Смекни!
smekni.com

Записки Степняка (стр. 2 из 109)

-- Эка! -- равнодушно произнес другой и снова сплюнул. -- Ну, а баба твоя? -- спросил он после непродолжительного молчания.

Первый засмеялся.

-- И утюжил я ее, братец ты мой, вчерашнею ночью! -- сказал он. -- До того добил -- хрип у ней, окаянной, пошел. Ну -- бросил.

-- Эка!.. -- заметил другой, и, помолчав, спросил: -- За дела?

-- Стерва она! -- с негодованием отозвался первый. -- Гармонь я купил, так на что гармонь купил, ей бы муки да дьявола пестрого... Будет помнить гармонь!.

-- Их не бить, добра не видать, -- философически вымолвил другой, и после паузы спросил: -- Где мерина-то подцепил?

-- На жнивах. Ходит по копнам и не дается, дьявол. Бился, бился...

-- Молодчина ты! -- одобрительно сказал другой.

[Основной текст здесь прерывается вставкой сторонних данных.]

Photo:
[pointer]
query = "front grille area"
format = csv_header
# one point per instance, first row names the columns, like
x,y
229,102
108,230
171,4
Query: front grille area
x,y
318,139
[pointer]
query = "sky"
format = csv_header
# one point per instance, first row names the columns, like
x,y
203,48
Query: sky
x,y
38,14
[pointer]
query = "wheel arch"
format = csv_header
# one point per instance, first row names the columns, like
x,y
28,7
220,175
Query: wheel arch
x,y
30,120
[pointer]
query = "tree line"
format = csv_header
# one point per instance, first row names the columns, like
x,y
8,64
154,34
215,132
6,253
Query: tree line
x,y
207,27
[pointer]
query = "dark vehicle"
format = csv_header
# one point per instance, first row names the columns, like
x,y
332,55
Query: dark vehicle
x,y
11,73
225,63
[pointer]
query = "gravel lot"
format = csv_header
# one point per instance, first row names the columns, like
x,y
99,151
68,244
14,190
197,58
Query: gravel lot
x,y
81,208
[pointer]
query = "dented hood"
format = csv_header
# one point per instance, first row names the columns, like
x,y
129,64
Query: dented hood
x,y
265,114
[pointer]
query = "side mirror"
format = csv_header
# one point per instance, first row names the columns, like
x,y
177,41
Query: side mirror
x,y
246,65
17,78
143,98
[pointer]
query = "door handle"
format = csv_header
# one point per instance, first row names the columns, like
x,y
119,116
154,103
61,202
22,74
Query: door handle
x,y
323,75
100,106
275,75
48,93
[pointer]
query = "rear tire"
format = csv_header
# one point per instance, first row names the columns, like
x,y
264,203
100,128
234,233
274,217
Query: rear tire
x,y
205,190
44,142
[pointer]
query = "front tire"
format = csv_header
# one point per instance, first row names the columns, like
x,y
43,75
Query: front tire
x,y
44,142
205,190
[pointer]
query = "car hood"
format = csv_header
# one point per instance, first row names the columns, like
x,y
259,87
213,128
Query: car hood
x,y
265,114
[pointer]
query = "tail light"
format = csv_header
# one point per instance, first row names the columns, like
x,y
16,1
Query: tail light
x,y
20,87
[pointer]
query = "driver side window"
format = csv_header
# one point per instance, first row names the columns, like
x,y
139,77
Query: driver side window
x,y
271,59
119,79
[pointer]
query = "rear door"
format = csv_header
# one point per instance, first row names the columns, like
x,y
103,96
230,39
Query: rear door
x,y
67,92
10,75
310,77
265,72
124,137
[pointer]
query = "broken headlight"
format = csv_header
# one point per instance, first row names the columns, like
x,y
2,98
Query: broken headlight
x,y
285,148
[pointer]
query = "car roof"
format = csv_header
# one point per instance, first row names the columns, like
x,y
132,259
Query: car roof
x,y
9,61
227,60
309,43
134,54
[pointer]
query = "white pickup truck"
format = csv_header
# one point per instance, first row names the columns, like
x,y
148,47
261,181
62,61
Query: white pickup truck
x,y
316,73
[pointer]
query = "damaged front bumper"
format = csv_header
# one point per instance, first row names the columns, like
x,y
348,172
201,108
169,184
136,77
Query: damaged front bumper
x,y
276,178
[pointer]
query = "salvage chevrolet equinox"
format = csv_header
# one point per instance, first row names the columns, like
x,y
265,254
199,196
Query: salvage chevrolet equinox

-- Я, брат, не из робких,-- хвастливо возразил первый, видимо польщенный похвалою, -- я, брат, чуть что -- мне и в Сибири не страшно. Эка-ста!.. {8}

-- А мне опять старых чертей поить, -- сказал другой в раздумье.

-- А что?

-- Все насчет ссылки этой... То ничего все; а у Митьки амбар обокрали, и пошло, и пошло... Это уж знай -- на десятку напорешься: два ведра, хоть издохни!..

-- Напоил бы я их!

-- И напоишь, -- в некоторой обиде отозвался другой.

-- Я бы их напоил! Я бы подпустил им!

-- Подпустишь!

-- И подпущу. Я, брат, своим так и сказал: чуть что -- ждите красного петуха в гости. Небось!

-- Ловок ты! Семья-то, она, брат...

-- Что ж семья...

-- Что ж! Семья-то, она, брат, тово... Она, брат, детишки тоже... Это ты тоже не тово...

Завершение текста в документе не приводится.